Victoria Agafonova, actress

Victoria was last on stage the day before Russia launched its full-scale invasion of Ukraine. The 34-year-old had the lead role in a play based on The Jay’s Wing, a short story by Ukrainian writer and poet Ivan Franko. She played Jay, a symbol of freedom. 

On February 28, a rocket hit Victoria’s house; the walls shook and she was badly frightened and decided she did not want to remain in a besieged, lawless city, where people were left with nothing and could attack you for a piece of bread.
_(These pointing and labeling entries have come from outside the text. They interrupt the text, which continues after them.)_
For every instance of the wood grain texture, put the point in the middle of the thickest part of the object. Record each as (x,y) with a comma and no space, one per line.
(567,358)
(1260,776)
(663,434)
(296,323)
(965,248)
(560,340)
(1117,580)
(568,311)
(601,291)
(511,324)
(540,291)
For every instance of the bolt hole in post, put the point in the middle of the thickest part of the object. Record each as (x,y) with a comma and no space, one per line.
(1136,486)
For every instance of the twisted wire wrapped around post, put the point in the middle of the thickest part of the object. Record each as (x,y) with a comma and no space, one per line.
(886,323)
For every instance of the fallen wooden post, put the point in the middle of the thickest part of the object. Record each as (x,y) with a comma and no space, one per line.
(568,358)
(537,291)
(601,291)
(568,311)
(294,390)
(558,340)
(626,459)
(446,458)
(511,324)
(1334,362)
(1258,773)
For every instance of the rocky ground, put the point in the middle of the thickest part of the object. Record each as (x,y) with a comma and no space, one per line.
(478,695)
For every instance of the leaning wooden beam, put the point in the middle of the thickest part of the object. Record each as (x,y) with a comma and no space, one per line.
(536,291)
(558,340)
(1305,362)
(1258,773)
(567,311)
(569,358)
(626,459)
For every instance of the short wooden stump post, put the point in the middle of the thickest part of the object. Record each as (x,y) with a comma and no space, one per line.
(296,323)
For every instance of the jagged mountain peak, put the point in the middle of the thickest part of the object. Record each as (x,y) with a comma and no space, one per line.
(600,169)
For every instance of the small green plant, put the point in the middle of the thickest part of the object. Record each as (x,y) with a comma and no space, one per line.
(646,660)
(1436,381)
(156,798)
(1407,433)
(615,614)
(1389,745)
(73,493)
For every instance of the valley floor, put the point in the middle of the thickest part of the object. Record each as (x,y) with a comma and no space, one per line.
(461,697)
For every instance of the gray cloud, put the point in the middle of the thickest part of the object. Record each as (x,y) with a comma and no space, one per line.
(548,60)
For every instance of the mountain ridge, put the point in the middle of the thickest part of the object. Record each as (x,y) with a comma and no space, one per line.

On March 14, she managed to leave with her parents and her cat Kisei, and headed to a nearby village. From there they paid 300 US dollars for a taxi ride to Berdyansk, a journey which before the war have cost only ten dollars. Berdyansk was occupied, but there was no shooting; unlike Mariupol, it was quiet.

A friend took them by car to Zaporizhzhia, where they spent the night in a kindergarten turned into a temporary shelter for displaced people. The evacuation trains were overflowing so she found a driver who took them to Lviv for 6,000 hryvnias (200 dollars). From there they hitched a lift to Drohobych, 77 kilometres west of Lviv, where they finally felt safe.

“I have lost count of time,” she said. 

Ironically, for a month she and her family were housed in a local theatre. More recently she has joined rehearsals for a play staged by a local director. It is not a proper job, there is no money in it, but Victoria said she had now regained a taste for life.

Sergei Zabogonsky, actor

Sergei said he had always lived and breathed acting.

“My favourite role is the main character from the Russian play Moscow-Petushki by Venedikt Erofeev,” the 45-year-old said, adding that for 20 years he had returned again and again to another classic role, that of a kitten in the children's play Cat House.

“Usually, young artists play this role, then move on,” he explained. “I stuck to it, and became a kitten again and again.”

When the Russians launched a massive airstrike on March 16, Sergei and his wife Evgenia were sheltering in a warehouse, which had strong load-bearing walls. Their eight-year-old daughter Polina was in a bomb shelter. Sergei injured his shoulder, Evgenia a leg, but they all survived. 

“We fled the next day,” Sergei said.

They headed to Russia and from there found their way to the Czech Republic, settling in Liberec, 88 kilometres north of Prague. Sergei found a job in a factory which manufactures interior finishes for cars. It is a world away from his previous life. 

“In the morning at work… managers assign us to different tasks. Today I worked with heavy card and put fibreglass with paper on it,” he said, adding that he would do any job to feed his family. 

"I want to return to the theatre, that is my life.”